Neil Young’s PonoMusic Format Launches At Last
With its player on sale and download store opening its digital doors for business, the singer-songwriter’s crowd-funded "music listening revolution" is go .
PROMISING “A REVOLUTION in music listening”, Neil Young’s high-definition PonoMusic has opened for business. Having raised an initial $6.2m via a Kickstarter campaign last year, music for the new format is now available to buy via www.ponomusic.force.com with the cost of an album ranging from $17.99 up to $27.49. Individual tracks retail between $1.99 and $2.99.
“Pono means righteous. It is a Hawaiian word, the one, the pureness.”
Neil Young
The PonoPlayer itself is available for $399, either online (it ships for February) or at 80 shops in the US.

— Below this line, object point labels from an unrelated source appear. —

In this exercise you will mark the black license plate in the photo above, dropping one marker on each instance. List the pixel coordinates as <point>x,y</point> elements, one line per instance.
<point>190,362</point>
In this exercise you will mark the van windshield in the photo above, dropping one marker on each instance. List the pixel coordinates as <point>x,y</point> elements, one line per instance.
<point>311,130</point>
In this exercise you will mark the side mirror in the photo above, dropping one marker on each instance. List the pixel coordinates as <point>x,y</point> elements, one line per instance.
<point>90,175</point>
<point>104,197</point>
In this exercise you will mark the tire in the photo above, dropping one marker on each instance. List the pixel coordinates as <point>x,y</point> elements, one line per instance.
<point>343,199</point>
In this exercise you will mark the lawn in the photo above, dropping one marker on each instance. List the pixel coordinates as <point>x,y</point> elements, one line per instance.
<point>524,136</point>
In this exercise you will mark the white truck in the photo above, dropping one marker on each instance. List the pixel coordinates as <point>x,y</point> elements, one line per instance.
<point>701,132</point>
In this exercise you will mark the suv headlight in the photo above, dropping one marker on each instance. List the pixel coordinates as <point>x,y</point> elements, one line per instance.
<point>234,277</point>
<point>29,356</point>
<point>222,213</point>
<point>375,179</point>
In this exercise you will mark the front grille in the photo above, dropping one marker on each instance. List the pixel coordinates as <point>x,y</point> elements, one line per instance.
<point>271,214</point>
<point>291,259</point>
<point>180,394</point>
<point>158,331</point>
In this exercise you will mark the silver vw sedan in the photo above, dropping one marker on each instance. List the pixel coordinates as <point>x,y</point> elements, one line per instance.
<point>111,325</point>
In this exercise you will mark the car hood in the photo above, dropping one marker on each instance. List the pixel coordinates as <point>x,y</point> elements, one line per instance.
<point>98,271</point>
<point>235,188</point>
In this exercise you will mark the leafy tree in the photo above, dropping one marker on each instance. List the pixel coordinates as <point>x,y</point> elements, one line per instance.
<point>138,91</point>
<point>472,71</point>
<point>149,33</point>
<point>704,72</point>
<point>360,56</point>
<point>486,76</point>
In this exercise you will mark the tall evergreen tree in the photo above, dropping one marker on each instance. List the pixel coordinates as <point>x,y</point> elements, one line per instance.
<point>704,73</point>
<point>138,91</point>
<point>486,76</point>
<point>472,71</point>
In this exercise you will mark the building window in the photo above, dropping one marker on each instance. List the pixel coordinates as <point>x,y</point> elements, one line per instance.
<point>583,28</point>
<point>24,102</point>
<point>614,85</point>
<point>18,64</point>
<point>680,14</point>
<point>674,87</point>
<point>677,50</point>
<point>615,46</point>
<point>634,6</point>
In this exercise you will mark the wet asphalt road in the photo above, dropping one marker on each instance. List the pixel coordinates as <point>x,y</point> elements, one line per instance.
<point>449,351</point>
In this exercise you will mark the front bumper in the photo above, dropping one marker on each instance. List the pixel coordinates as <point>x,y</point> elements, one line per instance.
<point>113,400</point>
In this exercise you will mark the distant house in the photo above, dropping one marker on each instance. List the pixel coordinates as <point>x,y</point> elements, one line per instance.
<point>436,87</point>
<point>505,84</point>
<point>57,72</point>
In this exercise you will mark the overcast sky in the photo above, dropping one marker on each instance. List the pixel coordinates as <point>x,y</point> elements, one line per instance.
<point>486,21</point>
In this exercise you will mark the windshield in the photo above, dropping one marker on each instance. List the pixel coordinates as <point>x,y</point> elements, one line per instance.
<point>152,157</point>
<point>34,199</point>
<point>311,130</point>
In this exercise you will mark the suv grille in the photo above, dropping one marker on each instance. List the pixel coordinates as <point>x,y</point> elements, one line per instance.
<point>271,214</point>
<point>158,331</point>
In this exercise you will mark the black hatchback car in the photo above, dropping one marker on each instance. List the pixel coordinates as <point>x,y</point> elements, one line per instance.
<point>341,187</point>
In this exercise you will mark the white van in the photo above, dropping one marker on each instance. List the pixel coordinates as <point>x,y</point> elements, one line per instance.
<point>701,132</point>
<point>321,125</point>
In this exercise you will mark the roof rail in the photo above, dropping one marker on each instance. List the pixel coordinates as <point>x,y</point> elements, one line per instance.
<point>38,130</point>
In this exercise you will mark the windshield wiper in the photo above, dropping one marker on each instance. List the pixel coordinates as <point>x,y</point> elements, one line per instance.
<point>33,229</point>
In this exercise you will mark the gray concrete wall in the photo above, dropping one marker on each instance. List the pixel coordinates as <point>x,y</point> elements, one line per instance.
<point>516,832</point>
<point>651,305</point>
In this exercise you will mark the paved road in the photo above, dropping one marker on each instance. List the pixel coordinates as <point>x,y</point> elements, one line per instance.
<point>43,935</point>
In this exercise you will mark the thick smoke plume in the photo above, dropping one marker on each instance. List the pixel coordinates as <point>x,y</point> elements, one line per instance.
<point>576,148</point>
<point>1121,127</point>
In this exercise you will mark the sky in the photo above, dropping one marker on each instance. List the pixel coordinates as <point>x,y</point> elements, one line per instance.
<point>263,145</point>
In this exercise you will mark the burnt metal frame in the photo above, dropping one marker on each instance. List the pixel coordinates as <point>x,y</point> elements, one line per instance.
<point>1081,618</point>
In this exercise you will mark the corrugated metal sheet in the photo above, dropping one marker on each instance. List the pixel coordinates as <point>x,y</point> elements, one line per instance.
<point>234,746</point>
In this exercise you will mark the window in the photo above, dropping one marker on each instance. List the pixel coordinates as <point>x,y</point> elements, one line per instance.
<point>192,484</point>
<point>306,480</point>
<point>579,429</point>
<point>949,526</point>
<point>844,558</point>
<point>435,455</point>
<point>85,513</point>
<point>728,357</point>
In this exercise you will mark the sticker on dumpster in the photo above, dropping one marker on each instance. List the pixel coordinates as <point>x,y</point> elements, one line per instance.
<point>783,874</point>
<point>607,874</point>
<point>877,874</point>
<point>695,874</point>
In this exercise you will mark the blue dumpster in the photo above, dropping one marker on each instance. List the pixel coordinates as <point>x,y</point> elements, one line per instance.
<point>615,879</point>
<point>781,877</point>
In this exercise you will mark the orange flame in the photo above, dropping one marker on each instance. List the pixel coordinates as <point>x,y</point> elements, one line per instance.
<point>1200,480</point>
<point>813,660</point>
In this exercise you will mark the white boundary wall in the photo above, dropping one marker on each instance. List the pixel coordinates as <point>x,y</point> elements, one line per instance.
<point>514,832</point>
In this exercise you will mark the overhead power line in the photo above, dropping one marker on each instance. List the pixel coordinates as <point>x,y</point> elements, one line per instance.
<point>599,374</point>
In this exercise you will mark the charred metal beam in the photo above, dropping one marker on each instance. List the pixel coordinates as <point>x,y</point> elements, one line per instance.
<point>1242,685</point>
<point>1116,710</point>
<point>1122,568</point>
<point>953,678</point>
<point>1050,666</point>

The initial music offering includes albums by Jack White, Wilco, The Clash, and, of course, Neil Young himself.
AC/DC’s Rock Or Bust, D’Angelo’s Black Messiah, Foo Fighters' Sonic Highways and Taylor Swift’s 1989 are among the new albums available, as are reissues of Led Zeppelin IV and Bob Dylan’s Basement Tapes.
Samples of the high-end reformatting can be heard through the store before downloading.
“Pono means righteous. It is a Hawaiian word, the one, the pureness,” explains Young in Pono’s mission statement. “Finally, quality enters the listening space so that we can all hear and feel what the artists created, the way they heard and felt it.”
According to Young, the format will allow listeners to hear music as it was in the recording studio, explaining: “CDs and MP3s are derived from the original masters, and now, with the PonoPlayer, you can finally feel the master in all its glory, in its native resolution, CD quality or higher, the way the artist made it, exactly. That’s the beauty of Pono.”